By Evelina Torres
Today God mourned with me, before I knew I was going to mourn.
Thunder and rumbles woke me up, but it wasn’t a bother, rather a comfort. I couldn’t fall asleep last night as something kept me awake. I would not yet know. I woke up with peace.
My parents called me to come to the office. I walked in the room smiling. They did not greet me. They told me to sit down. They kept still and silent. My mom was tense. She said she didn’t want me to cry. Oh God don’t let it be what I think it is, it can’t be. My stepdad’s eyes stayed on the ground. “You tell her” my mom croaked. I think it is.
This morning rain pelted down from the gray, dreary skies, blurring the window’s view. I watched as the disfigured trees were wrenched back and forth by the wind. I heard the trees creak as my mom teared up. I heard the wind swallow my cry as the words “Paul is dead” lay splayed on the ground. Shock numbed me to think that my own biological father died. Last night? I collapsed into my chair. Scalding tears poured down my face, the frog in my throat raged, causing me indescribable pain. My parents drizzled “we love you”s and “it’ll be ok”s on my head. At some point my screams and weeps and guttural bawls matched the decibel of the wind. I felt arms surround me as the feeling of emptiness grew.
Today God mourned with me.
The weather did not leave me. It surrounded my bouts of grief. My body stayed laid down on the couch that day, exhaustion filled my soul. The television was on, but I could not hear it. The only noise was the beating rain and my thoughts of hopelessness.
My eyelids would blink. My head would turn to acknowledge voices. My legs eventually took me downstairs for dinner, knowing better than me to just lay on the couch for eternity. As my arms lifted the fork, and my jaw chewed the food, my eyes stayed steady on the sunset that cracked through the dark clouds. I did not notice my tears falling on my plate. I barely felt my grandmother’s hand wipe some away from my cheek. I found myself once more laid down, unaware of how I returned, too busy with trying to solve God’s greatest puzzle.
My comfort is only brought that his death was quick, and he suffers no more. If there ever is a more.

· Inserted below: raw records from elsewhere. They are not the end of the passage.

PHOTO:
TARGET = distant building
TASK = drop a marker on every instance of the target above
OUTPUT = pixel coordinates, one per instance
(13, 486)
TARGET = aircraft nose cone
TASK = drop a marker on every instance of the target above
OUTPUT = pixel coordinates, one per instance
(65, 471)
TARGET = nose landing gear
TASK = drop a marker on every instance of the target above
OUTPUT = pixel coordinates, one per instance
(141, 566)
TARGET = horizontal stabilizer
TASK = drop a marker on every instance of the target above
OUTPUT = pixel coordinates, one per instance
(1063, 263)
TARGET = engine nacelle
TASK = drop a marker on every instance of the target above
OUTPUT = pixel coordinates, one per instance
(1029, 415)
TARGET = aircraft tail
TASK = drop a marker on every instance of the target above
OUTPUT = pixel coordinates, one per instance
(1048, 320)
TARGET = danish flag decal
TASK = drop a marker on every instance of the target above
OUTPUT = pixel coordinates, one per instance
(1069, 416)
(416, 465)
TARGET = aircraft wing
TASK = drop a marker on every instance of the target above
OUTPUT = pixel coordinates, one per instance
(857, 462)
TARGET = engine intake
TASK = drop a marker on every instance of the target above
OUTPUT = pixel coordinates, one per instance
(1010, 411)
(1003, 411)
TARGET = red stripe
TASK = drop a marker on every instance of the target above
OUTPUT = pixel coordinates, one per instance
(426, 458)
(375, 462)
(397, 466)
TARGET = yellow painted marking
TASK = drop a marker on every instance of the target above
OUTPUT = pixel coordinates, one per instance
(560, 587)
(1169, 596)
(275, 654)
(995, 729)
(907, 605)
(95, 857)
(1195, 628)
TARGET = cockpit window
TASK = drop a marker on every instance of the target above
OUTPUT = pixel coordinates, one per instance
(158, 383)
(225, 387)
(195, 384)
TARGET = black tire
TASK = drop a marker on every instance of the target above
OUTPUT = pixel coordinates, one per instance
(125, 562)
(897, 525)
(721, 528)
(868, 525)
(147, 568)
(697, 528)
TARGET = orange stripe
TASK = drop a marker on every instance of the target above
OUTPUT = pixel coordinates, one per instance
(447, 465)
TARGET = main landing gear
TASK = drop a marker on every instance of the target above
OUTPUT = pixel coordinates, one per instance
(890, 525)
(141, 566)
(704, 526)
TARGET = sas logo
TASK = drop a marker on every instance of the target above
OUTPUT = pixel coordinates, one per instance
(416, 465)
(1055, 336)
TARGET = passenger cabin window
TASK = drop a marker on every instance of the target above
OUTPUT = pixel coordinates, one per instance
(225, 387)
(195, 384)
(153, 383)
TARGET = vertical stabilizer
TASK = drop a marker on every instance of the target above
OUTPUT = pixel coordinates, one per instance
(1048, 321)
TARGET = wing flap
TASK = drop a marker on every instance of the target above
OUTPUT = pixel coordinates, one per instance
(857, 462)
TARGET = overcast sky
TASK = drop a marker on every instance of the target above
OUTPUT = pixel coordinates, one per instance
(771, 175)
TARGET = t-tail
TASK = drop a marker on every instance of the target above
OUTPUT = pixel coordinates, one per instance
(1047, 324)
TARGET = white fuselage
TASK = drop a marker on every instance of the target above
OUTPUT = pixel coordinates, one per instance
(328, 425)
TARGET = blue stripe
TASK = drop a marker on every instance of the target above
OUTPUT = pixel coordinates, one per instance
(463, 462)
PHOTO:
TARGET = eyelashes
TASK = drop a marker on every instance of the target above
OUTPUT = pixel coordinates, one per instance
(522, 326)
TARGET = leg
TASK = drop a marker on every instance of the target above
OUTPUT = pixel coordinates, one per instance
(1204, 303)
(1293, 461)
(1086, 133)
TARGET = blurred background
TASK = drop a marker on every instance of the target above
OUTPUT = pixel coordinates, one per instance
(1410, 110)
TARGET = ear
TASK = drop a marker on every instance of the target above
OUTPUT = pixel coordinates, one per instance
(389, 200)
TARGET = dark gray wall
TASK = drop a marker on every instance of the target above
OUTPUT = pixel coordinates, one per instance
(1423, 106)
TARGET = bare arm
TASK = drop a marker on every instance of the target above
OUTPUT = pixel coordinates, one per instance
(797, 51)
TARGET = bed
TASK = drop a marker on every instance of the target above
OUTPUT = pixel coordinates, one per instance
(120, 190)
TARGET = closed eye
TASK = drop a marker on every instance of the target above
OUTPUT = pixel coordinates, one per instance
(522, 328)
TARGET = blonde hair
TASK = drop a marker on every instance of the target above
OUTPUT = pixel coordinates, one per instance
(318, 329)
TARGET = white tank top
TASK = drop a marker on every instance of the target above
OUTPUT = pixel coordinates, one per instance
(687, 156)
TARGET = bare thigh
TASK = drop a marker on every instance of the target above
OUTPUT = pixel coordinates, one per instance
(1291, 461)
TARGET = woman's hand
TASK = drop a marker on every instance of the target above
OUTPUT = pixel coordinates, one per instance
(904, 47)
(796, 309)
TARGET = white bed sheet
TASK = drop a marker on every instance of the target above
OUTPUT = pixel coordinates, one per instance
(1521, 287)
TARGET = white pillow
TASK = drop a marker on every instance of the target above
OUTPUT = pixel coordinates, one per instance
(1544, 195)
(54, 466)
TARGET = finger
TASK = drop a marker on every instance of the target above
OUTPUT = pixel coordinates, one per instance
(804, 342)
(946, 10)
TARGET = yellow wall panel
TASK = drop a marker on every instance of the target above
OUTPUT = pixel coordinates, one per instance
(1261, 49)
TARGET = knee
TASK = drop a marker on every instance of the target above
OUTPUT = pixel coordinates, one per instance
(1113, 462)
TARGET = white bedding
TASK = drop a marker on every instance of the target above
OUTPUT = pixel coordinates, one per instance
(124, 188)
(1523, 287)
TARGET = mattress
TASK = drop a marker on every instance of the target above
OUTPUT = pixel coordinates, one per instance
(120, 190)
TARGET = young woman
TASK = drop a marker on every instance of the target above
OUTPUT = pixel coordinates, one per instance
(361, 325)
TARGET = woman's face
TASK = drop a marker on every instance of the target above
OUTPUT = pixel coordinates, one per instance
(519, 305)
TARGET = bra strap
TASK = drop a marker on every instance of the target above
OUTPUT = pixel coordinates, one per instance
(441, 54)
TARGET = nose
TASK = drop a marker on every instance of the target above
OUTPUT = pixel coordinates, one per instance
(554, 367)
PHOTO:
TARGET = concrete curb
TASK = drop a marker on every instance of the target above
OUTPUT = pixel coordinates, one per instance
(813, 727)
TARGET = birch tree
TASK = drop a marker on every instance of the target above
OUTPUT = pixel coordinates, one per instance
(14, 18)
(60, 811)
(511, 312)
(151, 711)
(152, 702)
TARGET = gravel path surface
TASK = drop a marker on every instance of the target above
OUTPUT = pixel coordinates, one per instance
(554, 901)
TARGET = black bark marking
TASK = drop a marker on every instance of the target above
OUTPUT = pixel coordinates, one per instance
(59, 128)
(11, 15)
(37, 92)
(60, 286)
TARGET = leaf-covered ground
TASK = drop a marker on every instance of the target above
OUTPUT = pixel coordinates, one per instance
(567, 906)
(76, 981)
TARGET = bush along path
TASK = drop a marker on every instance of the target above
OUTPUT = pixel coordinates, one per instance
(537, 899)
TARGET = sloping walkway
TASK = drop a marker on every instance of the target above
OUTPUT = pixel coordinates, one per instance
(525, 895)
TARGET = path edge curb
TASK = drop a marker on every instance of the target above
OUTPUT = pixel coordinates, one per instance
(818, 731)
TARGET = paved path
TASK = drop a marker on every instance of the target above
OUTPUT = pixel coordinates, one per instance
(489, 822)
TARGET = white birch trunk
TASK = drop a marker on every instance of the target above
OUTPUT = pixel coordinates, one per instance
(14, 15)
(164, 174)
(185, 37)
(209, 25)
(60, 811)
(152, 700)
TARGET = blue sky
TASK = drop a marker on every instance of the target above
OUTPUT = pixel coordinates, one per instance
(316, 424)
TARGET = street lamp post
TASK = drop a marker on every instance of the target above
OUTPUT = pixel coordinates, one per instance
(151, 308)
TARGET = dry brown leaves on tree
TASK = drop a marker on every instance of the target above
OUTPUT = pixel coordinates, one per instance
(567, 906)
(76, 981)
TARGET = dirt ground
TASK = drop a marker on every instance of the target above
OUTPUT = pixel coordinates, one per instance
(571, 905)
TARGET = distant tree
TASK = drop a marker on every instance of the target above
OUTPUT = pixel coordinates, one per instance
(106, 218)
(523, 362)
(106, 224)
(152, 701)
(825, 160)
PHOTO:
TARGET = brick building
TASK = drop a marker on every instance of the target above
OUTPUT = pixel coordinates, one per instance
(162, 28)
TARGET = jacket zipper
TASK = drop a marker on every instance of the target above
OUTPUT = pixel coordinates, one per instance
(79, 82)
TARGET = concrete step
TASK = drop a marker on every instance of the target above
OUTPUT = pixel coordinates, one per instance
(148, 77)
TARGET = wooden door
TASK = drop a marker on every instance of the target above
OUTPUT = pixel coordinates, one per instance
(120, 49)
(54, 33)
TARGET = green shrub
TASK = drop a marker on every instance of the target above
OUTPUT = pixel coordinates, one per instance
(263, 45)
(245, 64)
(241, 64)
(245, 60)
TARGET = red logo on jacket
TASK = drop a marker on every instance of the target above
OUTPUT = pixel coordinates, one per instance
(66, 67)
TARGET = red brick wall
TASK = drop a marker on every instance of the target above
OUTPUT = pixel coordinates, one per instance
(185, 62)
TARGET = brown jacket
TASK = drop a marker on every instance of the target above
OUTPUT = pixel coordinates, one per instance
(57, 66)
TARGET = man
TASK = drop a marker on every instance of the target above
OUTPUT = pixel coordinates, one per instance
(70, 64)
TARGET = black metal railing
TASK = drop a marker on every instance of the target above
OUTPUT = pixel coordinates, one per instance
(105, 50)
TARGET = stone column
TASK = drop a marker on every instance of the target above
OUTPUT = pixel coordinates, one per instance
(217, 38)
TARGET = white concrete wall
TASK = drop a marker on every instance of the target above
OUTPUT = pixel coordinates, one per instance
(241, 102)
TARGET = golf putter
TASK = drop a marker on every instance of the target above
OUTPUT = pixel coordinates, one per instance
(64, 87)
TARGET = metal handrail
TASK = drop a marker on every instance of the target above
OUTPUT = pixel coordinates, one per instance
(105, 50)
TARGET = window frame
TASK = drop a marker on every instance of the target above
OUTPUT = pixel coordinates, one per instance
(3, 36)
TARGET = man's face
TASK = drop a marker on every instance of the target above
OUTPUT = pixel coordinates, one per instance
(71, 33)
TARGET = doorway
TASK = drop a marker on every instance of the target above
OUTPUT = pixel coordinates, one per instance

How could there be “a more” when He ripped Paul from my life now?
There’s things I wished I never held back. Even though it has been years since I’ve uttered the simple phrase, I pray one day maybe, just maybe, Paul will know I love him.
Today God mourned with me. Or did He mock me?
How cruel it is that my two greatest fears combined into one: dying from a car and never seeing my biological father again. How is it that I had told every single person I could of how excited I was to talk to him again on my 18th, and now he’s gone? How is it that I believed I had time to catch up, time to rebuild a nonexistent relationship? There is—was—plenty of time, he was only 39. And he’s gone now? He’s gone without a goodbye? He’s gone without hearing his “I love you too”? He’s gone without seeing his eldest daughter graduate high school? He’s gone without seeing his eldest get into college? He’s gone—
The next day, as the lowly clouds drifted away, as the wind released the trees from its wrath, as the rain stopped abusing the earth, I was alone. The silence was piercing.
I was alone when my family gave me flowers, when my friends gave me sympathy cards, when the clock struck midnight and our glasses made a toast.
I was alone when I learned he was homeless, that he would not receive a burial, that he died because of blunt force trauma, that it was time to claim insurance.
As it has now been almost a year, I continue to mourn. It runs as TV static on the back of my brain. I remember as the skies turn grey again, during the inconspicuous ring of the house phone, when I play my favorite Houston rap songs (which were his favorite too).
While my tears have come to a mere drip and the frog in my throat is sated, the rage in the questions of how and why still burns in my soul and every passing day without an answer adds kerotin to the flame. I am branded by a death that came too soon, an unsatisfactory solution to a broken relationship. I am insulted by my own social activism to help repair a broken system, which unbeknownst to me held him down, while I could not help him.
I pray that he has now found the peace that I so desire. I hope that there is a future for our broken relationship as daughter and father. I hope that it is as sweet as the cotton candy he bought me when I was three years old at the Houston rodeo, as wonderful as the rides we went on together, and as everlasting as one of the few photos I have of him of us on that day at the fair.
The world keeps moving no matter how much I would like it to stop, but maybe it’s a good thing that the flowers continue to bloom, that the sun continues to rise, that I continue to walk through life as it comes.
Evelina Torres is a freshman Political Science and CCE major from Houston, TX. In her free time, she love to jam out to music, read books, and catch up on her favorite podcast. She also likes to write personal poetry and prose as she thinks it is very therapeutic, and she wanted to submit this story because the moment was acutely painful.